Tel que nous le connaissons aujourd’hui, l’arrondissement de Rosemont−La Petite-Patrie a été constitué en 2002, quoique son appellation remonte à 1989, après que fut donné un rôle consultatif aux comités-conseils d’arrondissements de Montréal. Il est le dernier-né de nombreux redécoupages de territoire effectués depuis le début du 18e siècle dans cette partie de l’île de Montréal alors qu’apparaît le toponyme de la Côte de la Visitation. Des villages seront créés au cours du 19e siècle et le territoire de l’arrondissement chevauche ainsi les anciens villages de Côte-Saint-Louis (1846), de Saint-Louis-du-Mile-End (1878) et de Côte-de-la-Visitation (1870).
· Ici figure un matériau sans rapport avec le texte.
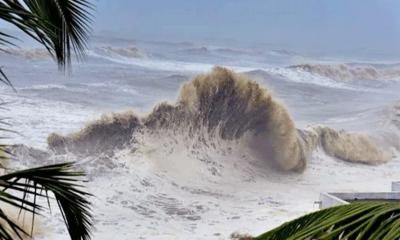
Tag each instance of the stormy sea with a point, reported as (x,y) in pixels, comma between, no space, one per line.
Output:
(183,140)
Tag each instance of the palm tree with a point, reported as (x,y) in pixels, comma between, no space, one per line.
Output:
(358,221)
(62,27)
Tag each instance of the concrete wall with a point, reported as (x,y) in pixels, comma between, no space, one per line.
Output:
(329,200)
(335,199)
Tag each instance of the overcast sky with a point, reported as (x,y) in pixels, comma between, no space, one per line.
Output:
(341,24)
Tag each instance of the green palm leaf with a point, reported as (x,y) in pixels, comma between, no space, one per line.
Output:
(22,188)
(356,221)
(62,26)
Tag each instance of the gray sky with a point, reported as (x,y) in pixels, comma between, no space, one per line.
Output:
(308,24)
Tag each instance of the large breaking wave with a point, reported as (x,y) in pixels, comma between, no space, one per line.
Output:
(219,107)
(348,72)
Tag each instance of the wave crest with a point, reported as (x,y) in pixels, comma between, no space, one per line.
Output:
(228,106)
(348,72)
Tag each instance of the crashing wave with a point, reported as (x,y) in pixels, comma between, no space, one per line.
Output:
(30,54)
(348,72)
(230,107)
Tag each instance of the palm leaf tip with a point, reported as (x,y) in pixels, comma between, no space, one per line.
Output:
(61,26)
(59,179)
(361,221)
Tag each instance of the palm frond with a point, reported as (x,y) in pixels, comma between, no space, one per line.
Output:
(59,179)
(358,221)
(61,26)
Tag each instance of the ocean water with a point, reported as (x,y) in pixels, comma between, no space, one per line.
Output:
(167,181)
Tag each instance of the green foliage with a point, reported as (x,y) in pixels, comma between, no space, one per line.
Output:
(61,180)
(62,27)
(356,221)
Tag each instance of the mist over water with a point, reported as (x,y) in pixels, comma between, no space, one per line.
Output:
(176,148)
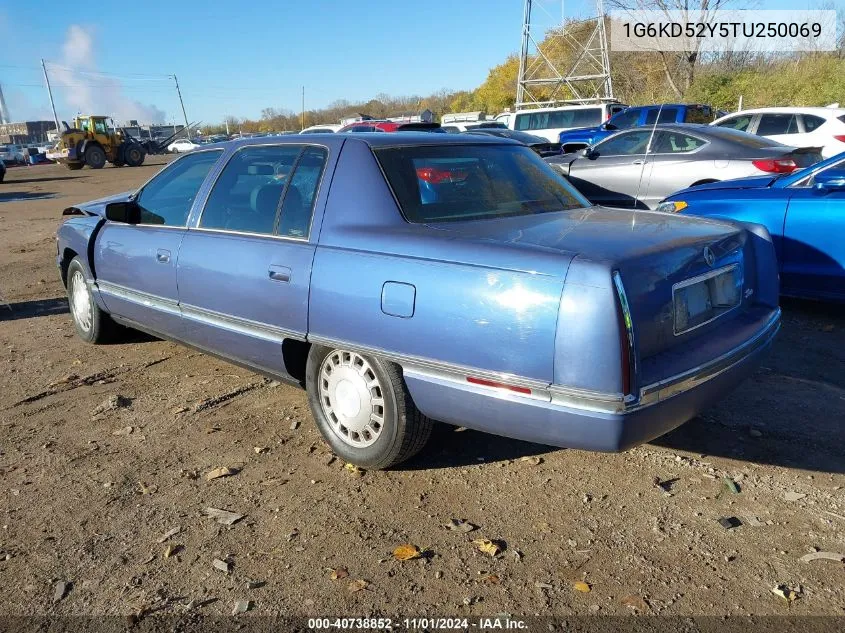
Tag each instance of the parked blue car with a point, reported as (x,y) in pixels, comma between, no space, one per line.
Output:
(804,212)
(573,140)
(405,278)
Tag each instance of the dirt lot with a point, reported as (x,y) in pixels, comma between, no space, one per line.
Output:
(89,491)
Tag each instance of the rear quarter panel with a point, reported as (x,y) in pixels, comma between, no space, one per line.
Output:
(469,308)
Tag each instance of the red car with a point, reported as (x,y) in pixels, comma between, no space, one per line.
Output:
(390,126)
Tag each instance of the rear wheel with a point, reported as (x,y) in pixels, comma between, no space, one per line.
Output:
(363,409)
(92,324)
(95,157)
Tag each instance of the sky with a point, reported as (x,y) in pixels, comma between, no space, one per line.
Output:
(236,58)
De ce dernier naîtront en 1895 les villages de De Lorimier et de la Petite-Côte, qui deviendra le village de Rosemont en 1905. Au tournant du 20e siècle, les villages seront annexés à la ville de Montréal.
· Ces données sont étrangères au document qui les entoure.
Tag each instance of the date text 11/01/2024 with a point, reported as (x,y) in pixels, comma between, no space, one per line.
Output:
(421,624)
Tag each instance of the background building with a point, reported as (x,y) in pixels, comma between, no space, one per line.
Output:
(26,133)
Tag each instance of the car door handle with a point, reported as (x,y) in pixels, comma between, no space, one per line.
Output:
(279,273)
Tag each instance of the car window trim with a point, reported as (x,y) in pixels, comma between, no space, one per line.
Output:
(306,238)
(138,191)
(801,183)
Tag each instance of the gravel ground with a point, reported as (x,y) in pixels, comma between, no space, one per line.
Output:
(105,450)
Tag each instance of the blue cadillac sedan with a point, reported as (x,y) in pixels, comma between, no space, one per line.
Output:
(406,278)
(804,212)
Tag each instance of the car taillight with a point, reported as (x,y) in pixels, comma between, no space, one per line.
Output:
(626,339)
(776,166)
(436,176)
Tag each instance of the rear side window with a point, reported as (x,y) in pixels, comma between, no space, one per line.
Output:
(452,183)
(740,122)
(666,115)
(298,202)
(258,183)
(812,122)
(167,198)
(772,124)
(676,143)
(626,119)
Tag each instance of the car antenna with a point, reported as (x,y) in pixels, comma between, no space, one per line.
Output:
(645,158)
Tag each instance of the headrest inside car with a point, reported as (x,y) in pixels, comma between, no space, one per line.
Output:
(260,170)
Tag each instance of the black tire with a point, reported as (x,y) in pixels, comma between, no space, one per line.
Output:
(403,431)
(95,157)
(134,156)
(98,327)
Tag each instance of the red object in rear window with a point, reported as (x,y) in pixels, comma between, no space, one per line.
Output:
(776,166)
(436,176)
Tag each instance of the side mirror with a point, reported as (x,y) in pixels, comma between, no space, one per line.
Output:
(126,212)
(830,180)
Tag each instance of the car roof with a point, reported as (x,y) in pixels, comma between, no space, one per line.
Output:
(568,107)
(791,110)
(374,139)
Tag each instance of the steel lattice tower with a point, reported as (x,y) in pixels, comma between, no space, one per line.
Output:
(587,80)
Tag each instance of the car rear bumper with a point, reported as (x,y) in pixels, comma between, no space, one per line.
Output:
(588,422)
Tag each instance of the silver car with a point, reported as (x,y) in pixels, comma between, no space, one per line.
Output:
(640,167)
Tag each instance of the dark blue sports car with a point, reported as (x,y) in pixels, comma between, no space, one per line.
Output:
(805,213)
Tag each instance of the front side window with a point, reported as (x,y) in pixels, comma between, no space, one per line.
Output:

Autrefois espace rural paisible, le territoire devient dès lors une bruyante banlieue ouvrière, dans ce qui était en quelque sorte le petit Nord de Montréal, nouvellement desservi par le chemin de fer du Canadien Pacifique et par les tramways. Déjà, dans la seconde moitié du 19e siècle, les carrières de pierre grise parsemaient le territoire. L’ouverture des ateliers Angus en 1904, destinés à la construction de locomotives et de wagons, propulsera son développement. On y comptera jusqu’à 12 000 employés durant la Deuxième guerre mondiale, alors que les ateliers produisent munitions et chars d’assaut. Le Vieux-Rosemont correspond à l’ancienne terre Crawford qui, à la suite de l’achat par le CP des futurs terrains des ateliers Angus situés juste au sud, sont acquis en 1903 par la Rosemount Land Improvement Company, dont Herbert Samuel Holt est président fondateur. Son associé, l’homme d’affaires Ucal-Henri Dandurand, se chargera de sa subdivision en lots revendus au grand public.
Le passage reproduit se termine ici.